In Office of the Attorney General v. Council 13, American Federation of State, County & Municipal Employees, AFL-CIO, 577 Pa. 257, 844 A.2d 1217 (2004), an employee of the Office of Attorney General was specifically found by the arbitrator to have committed unbecoming conduct in the nature of use of alcohol while off-duty and operation of an official vehicle while off-duty and while using alcohol.
The arbitrator then found that although the employee committed the misconduct alleged, there was not just cause for termination because of three mitigating circumstances: the employee's long service with the employer, his subsequent rehabilitation and employer's imposition of dissimilar discipline under similar circumstances.
The Court reversed the decision of the arbitrator.

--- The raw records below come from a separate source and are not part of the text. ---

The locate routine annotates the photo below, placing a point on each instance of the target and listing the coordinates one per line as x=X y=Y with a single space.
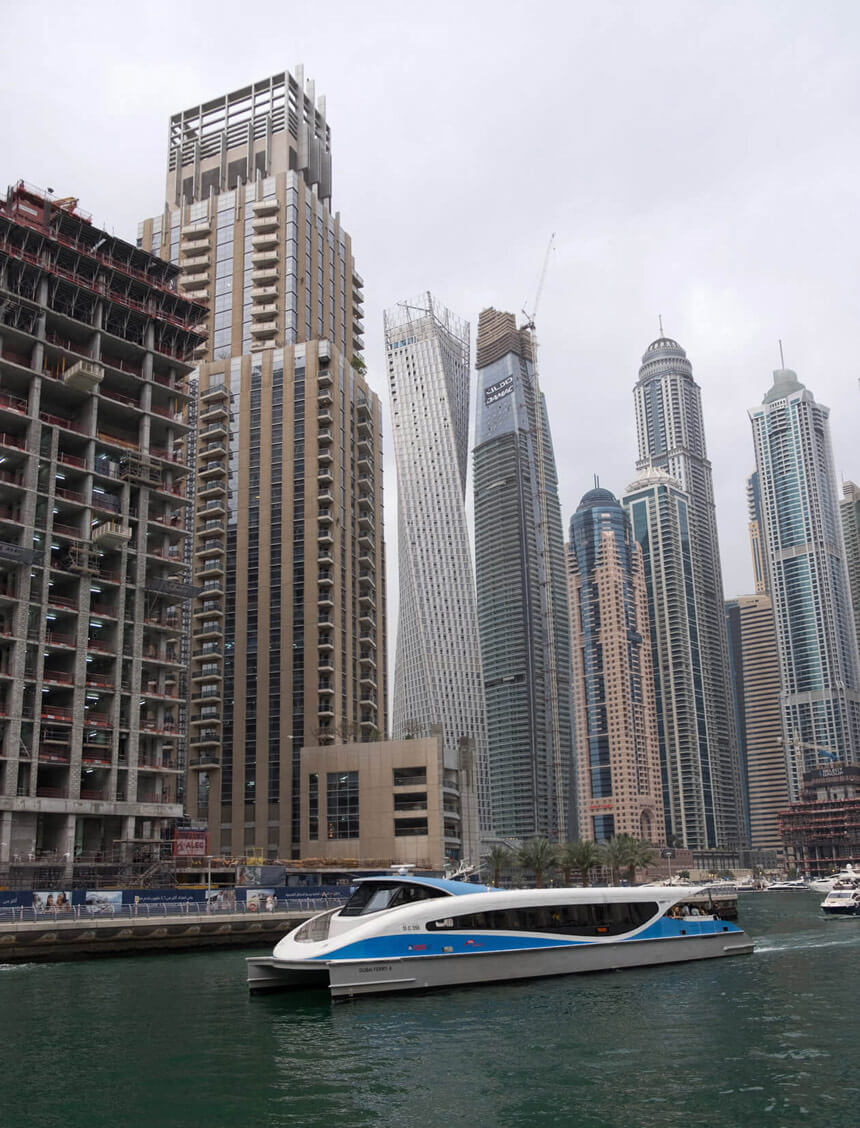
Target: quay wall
x=79 y=937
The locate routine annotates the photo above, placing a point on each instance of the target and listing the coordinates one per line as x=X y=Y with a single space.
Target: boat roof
x=455 y=888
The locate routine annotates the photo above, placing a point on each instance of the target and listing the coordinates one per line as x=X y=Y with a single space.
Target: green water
x=175 y=1040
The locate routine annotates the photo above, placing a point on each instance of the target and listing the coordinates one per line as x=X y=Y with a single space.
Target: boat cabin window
x=374 y=897
x=597 y=919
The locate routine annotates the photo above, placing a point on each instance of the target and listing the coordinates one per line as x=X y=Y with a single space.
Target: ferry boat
x=844 y=898
x=824 y=884
x=413 y=933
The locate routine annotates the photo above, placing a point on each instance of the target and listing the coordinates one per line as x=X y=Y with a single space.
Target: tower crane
x=531 y=317
x=796 y=766
x=547 y=595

In reversing the Commonwealth Court, the Supreme Court rejected this Court's conclusion that once the arbitrator found that the employee had committed the conduct alleged, just cause for discharge was established and the arbitrator did not have the authority to modify the discipline.
The Supreme Court also held that "we do not find that the award, reinstating an officer without back pay for off-duty misconduct has required the governmental employer to bargain away control over core powers that are essential to the proper discharge of the functions for which the governmental entity is responsible. City of Easton." Id. at 273, 844 A.2d at 1227.